With all precincts reporting early Wednesday, the tax measure was failing, with 53 percent opposed.

The tally to date is 12,451 no votes and 10,973 yes votes, with still about 14,000 ballots left to be counted in all of Butte County.

If the measure fails, the city will likely sustain a major hit in revenue that supports the general fund, said Finance Director Jennifer Hennessy.

The city currently receives about $1.4 million annually in telephone user tax revenue, of which $900,000 to $1 million comes from wireless telecommunications providers. That may not be the extent of the loss, Hennessy said.

“Over time as more people transfer from having landlines to having cellphones or other types of voice communication that’s not covered under our current ordinance, our tax base will continue to decrease,” she said.

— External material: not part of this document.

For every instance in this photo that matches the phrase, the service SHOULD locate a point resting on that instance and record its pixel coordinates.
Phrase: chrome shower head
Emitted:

City Attorney Lori Barker declined to state impacts until Measure J’s outcome is finalized, but she said she will prepare a report for the City Council once all the votes are tabulated.

Measure proponents said its passage was critical to protect tax revenue, while opponents argued it was a regressive tax that unfairly targeted students.If the measure does fail, Hennessy predicts the revenue loss will begin this fiscal year.

The time frame also depends on phone companies, she said, and the city will likely have to proactively inform them they no longer need to collect the tax.

All but one company currently collect the tax. Metro PCS stopped paying the tax in March 2011, causing a loss of nearly $80,000.

“We will be working with the new council as for what priorities are, where we cut the funds, where we cut the expenditures,” she said. “There will be some tough decisions.”

Juanita Sumner of the Chico Taxpayers, a group that worked to raise public awareness about Measure J, said members now will wait to see if the city stops collecting the tax. She noted that in Chula Vista, where a similar measure failed but the tax continued to be collected, the city is being sued.

“Chico Taxpayers are ready to follow this issue to its end,” she wrote in an email.